Capitolo 8. Ad ogni cicatrice un bacio
Please have mercy on me
Take it easy on my heart
Even though you don't mean to hurt me
You keep tearing me apart
***
Lando è tornato ieri dalla Russia ma domani deve già ripartire per Barcellona. Quando Evie mi chiede di fare cambio di turno perché deve studiare per una verifica che ha domani, non potendole dire il vero motivo per cui non posso assolutamente accettare, mi ritrovo a finire di lavorare verso le dieci. Prima di iniziare il turno avviso Lando di non poter cenare con lui, ma lui mi dice di non preoccuparmi perché può aspettare e mi propone di prendere qualcosa d'asporto. A fine turno, proprio mentre sto per scrivergli che ho finito, lo trovo fuori dal bar in cui lavoro.
Mi avvicino alla sua macchina e busso contro il vetro, attirando così la sua attenzione. Alza lo sguardo dal telefono e mi sorride, sbloccando subito dopo la portiera. Dentro l'aria è tiepida, in sottofondo c'è una canzone di Dua Lipa e Lando non mi è mai sembrato così bello come in questo momento. È un momento perfetto, ma poi lui si sporge verso di me intenzionato a baciarmi ma io mi sposto all'ultimo, girando la testa e guardando allarmato oltre il parabrezza. Lando si allontana mentre io prendendo un sospiro di sollievo quando capisco che non c'è nessuno nelle vicinanze.
«Com'era la Russia?» chiedo mentre mette in moto e parte.
«Fredda», risponde. «Per fortuna questo fine settimana siamo a Barcellona. Tu stai bene? Ti vedo...strano», nota, guardandomi con la coda dell'occhio.

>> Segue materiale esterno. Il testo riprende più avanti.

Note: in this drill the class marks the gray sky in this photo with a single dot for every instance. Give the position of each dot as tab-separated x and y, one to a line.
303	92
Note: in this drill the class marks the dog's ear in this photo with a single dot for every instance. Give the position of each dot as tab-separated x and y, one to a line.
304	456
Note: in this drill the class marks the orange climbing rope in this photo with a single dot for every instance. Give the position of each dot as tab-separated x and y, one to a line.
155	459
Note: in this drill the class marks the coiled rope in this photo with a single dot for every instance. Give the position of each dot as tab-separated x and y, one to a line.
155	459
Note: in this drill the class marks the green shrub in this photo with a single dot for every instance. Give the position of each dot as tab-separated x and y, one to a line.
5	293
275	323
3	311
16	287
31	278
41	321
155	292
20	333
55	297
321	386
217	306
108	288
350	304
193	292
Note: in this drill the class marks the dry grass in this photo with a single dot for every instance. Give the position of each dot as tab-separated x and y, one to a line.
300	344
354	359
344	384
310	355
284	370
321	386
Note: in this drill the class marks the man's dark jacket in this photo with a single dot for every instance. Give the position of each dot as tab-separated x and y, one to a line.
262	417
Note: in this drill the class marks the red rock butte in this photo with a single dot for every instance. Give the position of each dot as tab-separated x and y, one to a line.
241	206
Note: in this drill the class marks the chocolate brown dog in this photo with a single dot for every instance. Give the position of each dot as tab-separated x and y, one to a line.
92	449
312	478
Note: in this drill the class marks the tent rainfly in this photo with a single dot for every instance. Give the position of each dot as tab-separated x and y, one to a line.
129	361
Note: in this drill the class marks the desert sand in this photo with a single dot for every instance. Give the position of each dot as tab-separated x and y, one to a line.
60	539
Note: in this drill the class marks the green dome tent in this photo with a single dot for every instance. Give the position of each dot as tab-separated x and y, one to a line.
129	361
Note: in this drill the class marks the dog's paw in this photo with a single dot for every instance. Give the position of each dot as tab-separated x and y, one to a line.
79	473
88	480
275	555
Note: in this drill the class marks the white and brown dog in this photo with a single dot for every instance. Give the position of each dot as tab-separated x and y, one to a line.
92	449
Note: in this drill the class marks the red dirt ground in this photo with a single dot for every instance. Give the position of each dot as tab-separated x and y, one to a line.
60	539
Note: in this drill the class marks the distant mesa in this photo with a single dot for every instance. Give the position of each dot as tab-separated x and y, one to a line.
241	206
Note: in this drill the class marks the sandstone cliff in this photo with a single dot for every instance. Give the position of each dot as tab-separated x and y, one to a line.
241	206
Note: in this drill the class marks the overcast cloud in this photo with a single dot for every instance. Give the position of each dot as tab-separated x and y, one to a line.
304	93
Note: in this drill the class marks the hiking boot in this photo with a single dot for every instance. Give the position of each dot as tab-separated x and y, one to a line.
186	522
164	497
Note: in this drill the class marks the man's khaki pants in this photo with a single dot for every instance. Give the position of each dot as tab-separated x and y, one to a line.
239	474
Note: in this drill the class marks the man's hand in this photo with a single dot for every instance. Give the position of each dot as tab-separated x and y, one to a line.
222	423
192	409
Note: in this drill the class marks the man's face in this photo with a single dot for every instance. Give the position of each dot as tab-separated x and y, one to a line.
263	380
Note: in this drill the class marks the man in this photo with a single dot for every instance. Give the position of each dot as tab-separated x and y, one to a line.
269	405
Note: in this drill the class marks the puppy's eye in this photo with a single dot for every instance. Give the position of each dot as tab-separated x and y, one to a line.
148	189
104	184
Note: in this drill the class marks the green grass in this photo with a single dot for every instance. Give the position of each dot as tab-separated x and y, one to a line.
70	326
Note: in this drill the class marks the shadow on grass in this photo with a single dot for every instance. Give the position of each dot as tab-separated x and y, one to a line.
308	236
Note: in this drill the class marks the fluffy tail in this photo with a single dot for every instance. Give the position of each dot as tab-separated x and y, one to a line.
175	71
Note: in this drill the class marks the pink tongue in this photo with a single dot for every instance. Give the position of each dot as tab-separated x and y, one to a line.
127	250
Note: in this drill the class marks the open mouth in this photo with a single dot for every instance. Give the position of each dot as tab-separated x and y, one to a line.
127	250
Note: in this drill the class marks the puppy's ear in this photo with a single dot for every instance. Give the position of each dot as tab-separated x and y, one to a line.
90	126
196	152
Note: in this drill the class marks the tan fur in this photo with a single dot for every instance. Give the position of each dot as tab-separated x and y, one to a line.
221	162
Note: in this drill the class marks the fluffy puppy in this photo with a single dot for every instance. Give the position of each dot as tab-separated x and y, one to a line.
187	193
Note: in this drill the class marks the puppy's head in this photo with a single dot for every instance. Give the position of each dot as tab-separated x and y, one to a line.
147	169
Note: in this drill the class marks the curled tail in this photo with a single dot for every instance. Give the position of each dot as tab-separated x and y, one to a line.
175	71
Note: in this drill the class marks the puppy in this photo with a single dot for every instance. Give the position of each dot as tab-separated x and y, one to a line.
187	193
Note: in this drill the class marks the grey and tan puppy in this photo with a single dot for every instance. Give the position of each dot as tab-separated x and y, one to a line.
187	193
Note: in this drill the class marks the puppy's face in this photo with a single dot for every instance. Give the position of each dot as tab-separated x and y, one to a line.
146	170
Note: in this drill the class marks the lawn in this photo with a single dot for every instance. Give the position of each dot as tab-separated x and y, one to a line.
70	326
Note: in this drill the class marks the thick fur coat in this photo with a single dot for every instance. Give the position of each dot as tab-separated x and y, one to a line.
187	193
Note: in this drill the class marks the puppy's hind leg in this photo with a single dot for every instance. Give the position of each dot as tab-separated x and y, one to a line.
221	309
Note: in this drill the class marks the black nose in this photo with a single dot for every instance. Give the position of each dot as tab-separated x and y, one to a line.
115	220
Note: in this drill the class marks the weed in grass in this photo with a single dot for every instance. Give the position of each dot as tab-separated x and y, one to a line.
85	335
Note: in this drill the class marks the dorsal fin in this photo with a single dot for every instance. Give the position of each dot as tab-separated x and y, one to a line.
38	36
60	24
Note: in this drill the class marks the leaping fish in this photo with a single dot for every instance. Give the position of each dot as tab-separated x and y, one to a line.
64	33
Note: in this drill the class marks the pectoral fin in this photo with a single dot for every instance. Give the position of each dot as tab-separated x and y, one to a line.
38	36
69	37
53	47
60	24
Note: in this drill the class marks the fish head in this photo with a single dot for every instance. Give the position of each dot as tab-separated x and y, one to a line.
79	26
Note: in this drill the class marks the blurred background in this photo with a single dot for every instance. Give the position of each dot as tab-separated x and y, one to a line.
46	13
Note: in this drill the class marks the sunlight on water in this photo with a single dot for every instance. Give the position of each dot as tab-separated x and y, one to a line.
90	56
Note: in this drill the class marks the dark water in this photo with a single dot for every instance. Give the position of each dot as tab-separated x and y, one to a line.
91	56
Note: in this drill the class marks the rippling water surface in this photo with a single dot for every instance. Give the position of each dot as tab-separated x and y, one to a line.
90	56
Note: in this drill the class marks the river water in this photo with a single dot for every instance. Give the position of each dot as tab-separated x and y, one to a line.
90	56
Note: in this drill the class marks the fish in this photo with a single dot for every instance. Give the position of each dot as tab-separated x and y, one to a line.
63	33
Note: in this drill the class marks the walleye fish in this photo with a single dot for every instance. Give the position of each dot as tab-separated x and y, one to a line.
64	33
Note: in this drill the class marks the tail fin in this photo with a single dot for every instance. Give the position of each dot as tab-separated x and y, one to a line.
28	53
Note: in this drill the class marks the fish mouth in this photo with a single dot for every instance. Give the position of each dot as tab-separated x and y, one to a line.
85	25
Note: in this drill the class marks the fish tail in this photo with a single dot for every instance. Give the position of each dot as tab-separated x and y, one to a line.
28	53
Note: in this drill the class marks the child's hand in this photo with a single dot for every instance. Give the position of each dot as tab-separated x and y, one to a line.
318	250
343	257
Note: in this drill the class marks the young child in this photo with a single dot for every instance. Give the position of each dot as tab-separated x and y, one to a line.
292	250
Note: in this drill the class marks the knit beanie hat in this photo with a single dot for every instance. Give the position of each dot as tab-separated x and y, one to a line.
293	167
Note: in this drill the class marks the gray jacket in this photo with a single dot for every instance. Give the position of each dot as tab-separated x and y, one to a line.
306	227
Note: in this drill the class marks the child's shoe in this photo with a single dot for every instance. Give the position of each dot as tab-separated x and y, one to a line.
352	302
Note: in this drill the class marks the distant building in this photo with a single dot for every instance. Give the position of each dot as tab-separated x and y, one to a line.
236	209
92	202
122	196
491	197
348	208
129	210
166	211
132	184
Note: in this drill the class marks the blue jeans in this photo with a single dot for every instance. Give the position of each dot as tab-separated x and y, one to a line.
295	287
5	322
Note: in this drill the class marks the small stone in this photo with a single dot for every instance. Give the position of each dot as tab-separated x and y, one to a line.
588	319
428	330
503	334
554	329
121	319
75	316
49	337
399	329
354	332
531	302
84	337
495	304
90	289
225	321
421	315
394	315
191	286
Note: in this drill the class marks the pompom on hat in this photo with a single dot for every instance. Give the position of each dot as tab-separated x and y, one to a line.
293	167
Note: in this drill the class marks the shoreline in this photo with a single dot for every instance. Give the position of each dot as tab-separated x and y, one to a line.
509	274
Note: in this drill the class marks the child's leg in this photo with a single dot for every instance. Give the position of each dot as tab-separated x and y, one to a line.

«Sì, bene», sussurro ma sono davvero poco convincente. Anche lui se ne rende conto e porta la mano verso il mio collo, appoggiandomela tra l'attaccatura dei capelli e le spalle.
«Hai la mano freddissima!» mi lamento, cercando di spostarmi, senza però riuscirci perché la sua stretta si fa un po' più salda e nonostante abbia le dita congelate, le sue carezze diventano piacevoli.
«La verifica è andata bene?»
«Oh sì, quasi dimenticato!» esclamo facendolo sussultare. Mi piego e prendo un foglio dallo zaino, mostrandoglielo. «Ho preso sei. S e i», dico e lui butta un'occhiata veloce alla verifica, tornando poi a guardare davanti a sé.
«Sei stato bravo».
«No, in realtà no», sussurro. «Mi spiace aver finito così tardi di lavorare. Tu parti domani e-».
«Parto domani pomeriggio, sul tardi», precisa. «Perché non ti fermi a dormire da me stanotte?»
«Domani ho scuola», dico con una smorfia.
«Ti ci accompagno io a scuola domani mattina. Ti prometto che arriverai in orario».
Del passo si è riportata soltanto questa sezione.